Sindacati, Confindustria e il Ministero per le Imprese Made in Italy, tutti contro il sindaco di Taranto Piero Bitetti e il consiglio comunale, che mercoledì sera hanno bocciato il piano di rilancio ministeriale dell’ex Ilva di Taranto. Per il sindacato Fim-Cisl la decisione condanna allo stabilimento alla perdita di oltre 7000 posti di lavoro tra dipendenti diretti e dell’indotto.
Sono 15.000, secondo le stime di Confindustria, Confapi e Aig, la maggioranza delle aziende dell’indotto ex Ilva, che, in una nota congiunta, ribadiscono l’urgenza di invertire la rotta rispetto all’ondata anti-industrialista e esprimono sostegno alla bozza di accordo di programma ministeriale che prevede la decarbonizzazione progressiva in 12 anni della acciaieria tarantina.

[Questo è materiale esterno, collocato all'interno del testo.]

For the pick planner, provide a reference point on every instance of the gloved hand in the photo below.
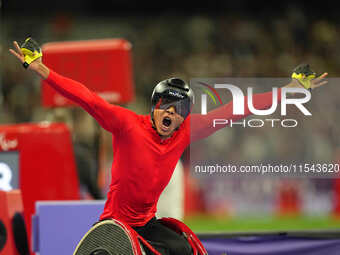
(303, 74)
(31, 51)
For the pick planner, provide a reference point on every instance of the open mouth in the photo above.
(167, 121)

C’è da dire che il documento politico licenziato dal consiglio comunale di Taranto non prevede la chiusura tout court dello stabilimento, ma una decarbonizzazione più breve su 5 anni col mantenimento dei livelli occupazionali e misure per la diversificazione economica. Il ministro Adolfo Urso, da parte sua, ha, intanto, accelerato l’iter ministeriale dando una spallata al sindaco Bitetti con il via libera del nuovo bando per la vendita delle due società per azioni Ilva e Acciaierie d’Italia con importanti novità rispetto al bando precedente.

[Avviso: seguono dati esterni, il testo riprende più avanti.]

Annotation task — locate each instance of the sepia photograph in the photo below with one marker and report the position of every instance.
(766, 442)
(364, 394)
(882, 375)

Si consente ora l’acquisto dell’intero complesso aziendale, non solo Taranto, ma anche Racconigi, Novi Ligure e Genova e la decarbonizzazione non è più un’opzione, ma un obbligo. Un’altra novità del bando è che anche a Genova potrà essere realizzato un forno elettrico, una decisione che gli ambientalisti e il capoluogo Ligure hanno definito oscena.